Planetary Resources’ backers in the tiny European nation had to write off their investment as a loss when the venture fizzled.

“It failed,” Etienne Schneider, Luxembourg’s deputy prime minister, told GeekWire during last month’s International Astronautical Congress in Washington, D.C. “We lost our money. But that doesn’t mean that we changed our idea or that we will not invest anymore. So we continue on our path.”

Marc Serres, CEO of the Luxembourg Space Agency, and NASA Administrator Jim Bridenstine (seated left and right) shake hands after signing an agreement on space cooperation in Washington, D.C. Luxembourg Deputy Prime Minister Etienne Schneider (standing left) and James Randolph Evans, the U.S. ambassador to Luxembourg, look on. (NASA Photo / Aubrey Gemignani)

During the IAC, the heads of NASA and Luxembourg’s space agency signed a memorandum of understanding to discuss opportunities for collaboration on the Artemis moon exploration program. Schneider said his country is particularly interested in space resources, which is the focus of a research center that’s due to be established in Luxembourg with support from the European Space Agency.

“We are not going into space exploration,” he said. “That’s too big for us. That’s not the aim of our space agency. The aim is really to help new space companies develop their activities in Luxembourg, and to help them get access to ESA programs.”

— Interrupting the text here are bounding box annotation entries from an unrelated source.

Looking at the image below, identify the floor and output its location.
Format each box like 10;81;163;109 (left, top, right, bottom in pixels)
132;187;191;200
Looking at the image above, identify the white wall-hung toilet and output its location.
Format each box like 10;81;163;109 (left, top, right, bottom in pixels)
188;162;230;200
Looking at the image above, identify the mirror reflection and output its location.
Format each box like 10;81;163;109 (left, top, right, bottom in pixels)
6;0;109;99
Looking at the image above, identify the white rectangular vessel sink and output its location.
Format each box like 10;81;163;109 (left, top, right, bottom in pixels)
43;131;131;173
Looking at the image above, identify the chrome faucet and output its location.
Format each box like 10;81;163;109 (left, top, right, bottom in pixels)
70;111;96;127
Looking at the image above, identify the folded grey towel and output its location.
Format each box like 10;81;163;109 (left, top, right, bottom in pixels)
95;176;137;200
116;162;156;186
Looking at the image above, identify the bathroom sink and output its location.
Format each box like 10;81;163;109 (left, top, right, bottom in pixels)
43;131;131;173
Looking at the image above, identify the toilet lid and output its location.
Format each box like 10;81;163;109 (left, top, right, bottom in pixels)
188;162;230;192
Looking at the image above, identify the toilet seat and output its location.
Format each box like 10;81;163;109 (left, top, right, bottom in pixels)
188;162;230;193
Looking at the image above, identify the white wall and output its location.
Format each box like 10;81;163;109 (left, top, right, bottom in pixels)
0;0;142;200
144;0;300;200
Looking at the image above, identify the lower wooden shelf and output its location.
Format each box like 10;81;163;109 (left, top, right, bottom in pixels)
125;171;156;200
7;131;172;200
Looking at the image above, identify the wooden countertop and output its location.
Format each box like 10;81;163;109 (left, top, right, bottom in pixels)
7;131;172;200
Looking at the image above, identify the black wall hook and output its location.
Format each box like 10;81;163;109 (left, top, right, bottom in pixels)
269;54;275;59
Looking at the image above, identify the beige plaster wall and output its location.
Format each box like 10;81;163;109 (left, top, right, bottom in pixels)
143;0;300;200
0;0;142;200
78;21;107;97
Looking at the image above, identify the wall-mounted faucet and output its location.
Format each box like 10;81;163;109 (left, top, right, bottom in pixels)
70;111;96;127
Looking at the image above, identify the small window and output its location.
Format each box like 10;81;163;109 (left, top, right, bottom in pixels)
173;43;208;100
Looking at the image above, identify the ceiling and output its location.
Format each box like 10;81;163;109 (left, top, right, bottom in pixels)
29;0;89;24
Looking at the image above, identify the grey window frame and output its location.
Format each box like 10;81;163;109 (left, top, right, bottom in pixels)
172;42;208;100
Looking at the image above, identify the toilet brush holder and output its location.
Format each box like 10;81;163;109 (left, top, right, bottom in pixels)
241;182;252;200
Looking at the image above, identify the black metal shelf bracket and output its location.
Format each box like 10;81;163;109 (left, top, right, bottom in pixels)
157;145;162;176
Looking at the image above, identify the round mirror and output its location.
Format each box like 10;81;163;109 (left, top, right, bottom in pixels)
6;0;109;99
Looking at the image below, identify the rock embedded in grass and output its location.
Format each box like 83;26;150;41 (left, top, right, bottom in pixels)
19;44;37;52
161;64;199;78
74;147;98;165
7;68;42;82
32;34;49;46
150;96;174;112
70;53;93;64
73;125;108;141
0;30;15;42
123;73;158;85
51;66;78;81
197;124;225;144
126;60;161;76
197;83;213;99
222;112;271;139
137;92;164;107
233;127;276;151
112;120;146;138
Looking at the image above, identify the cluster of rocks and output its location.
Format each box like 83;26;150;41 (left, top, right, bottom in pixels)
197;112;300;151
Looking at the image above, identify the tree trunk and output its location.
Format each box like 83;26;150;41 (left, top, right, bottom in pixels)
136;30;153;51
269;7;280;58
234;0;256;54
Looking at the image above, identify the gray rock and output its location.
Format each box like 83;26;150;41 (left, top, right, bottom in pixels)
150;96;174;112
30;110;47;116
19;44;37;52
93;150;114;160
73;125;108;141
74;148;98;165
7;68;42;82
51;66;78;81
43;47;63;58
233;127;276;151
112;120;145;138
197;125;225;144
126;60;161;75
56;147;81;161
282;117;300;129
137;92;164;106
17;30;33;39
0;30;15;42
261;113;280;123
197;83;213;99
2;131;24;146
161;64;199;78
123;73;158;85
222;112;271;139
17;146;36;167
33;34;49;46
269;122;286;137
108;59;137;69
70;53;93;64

Schneider said Luxembourg is also planning to launch a venture capital fund with outside partners by the end of the year. “I cannot give you more information about it, because there are American actors involved,” he said, “and American law says that you cannot disclose information three months in advance, so we have to respect it.”

Speaking of laws, Schneider noted that Luxembourg was the one of the first nations to draw up a legal framework addressing private property rights to space resources (after the United States). He expected follow-up legislation on space activities to be enacted next year.

“Everything will be put together, so that everybody knows really clearly what they can do and what they cannot do,” Schneider said. “And then one of the next steps which we are going to discuss with NASA and all our partners is to try to develop rules on how to behave in space … because there’s no sense in waiting for the United Nations to develop a new space treaty.”

And by that time, who knows? Lewicki and ConsenSys Space just might be ready to get back into space mining on the moon and Mars, and in places in between.